Include the umbrella header with ``// IWYU pragma: keep`` in any translation
unit that must guarantee all registrations are active — typically the entry
point of a binary that uses ``clangScalableStaticAnalysisFrameworkCore``:
.. code-block:: c++
// In ExecuteCompilerInvocation.cpp
#include "clang/ScalableStaticAnalysisFramework/SSAFForceLinker.h" // IWYU pragma: keep
Naming convention
=================
Anchor symbols follow the pattern ``SSAF<Component>AnchorSource`` and
``SSAF<Component>AnchorDestination``. For example:
- ``SSAFJSONFormatAnchorSource`` / ``SSAFJSONFormatAnchorDestination``
- ``SSAFMyExtractorAnchorSource`` / ``SSAFMyExtractorAnchorDestination``
Considered alternatives
***********************
``--whole-archive`` / ``-force_load``
=====================================
The linker can be instructed to include *every* object file from a static
library, regardless of whether any symbols are referenced:
.. code-block:: bash
# GNU ld / lld (Linux, BSD)
-Wl,--whole-archive -lclangScalableStaticAnalysisFrameworkCore -Wl,--no-whole-archive
# Apple ld
-Wl,-force_load,libclangScalableStaticAnalysisFrameworkCore.a
Since CMake 3.24, the ``$<LINK_LIBRARY:WHOLE_ARCHIVE,...>`` generator expression
provides a portable way to do the same:
.. code-block:: cmake
target_link_libraries(clang PRIVATE
"$<LINK_LIBRARY:WHOLE_ARCHIVE,clangScalableStaticAnalysisFrameworkCore>")

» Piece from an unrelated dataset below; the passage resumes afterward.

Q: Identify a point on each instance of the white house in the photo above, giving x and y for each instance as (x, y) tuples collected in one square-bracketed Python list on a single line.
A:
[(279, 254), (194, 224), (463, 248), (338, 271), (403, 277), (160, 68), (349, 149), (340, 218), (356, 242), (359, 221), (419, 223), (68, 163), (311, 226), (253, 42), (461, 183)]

**Why we did not choose this approach**:
- It is a blunt instrument — *all* object files in the library are pulled in,
increasing binary size.
- The anchor approach only targets specific object files: only registrations
whose anchors are referenced in a force-linker header are pulled in.
- ``--whole-archive`` semantics vary across platforms and toolchains, requiring
platform-specific CMake logic or the relatively new ``WHOLE_ARCHIVE``
generator expression.
Explicit initialization functions
=================================
An alternative is a central ``initializeSSAFRegistrations()`` function that
explicitly calls into each registration module:
.. code-block:: c++
void initializeSSAFRegistrations() {
initializeJSONFormat();
initializeMyExtractor();
// ... one entry per registration
}
**Why we did not choose this approach**:
- It reintroduces a centralized list that must be maintained manually, defeating
the decoupled-registration benefit of ``llvm::Registry``.
- Adding a new extractor or format requires modifying a central file, which
increases merge-conflict risk for downstream users.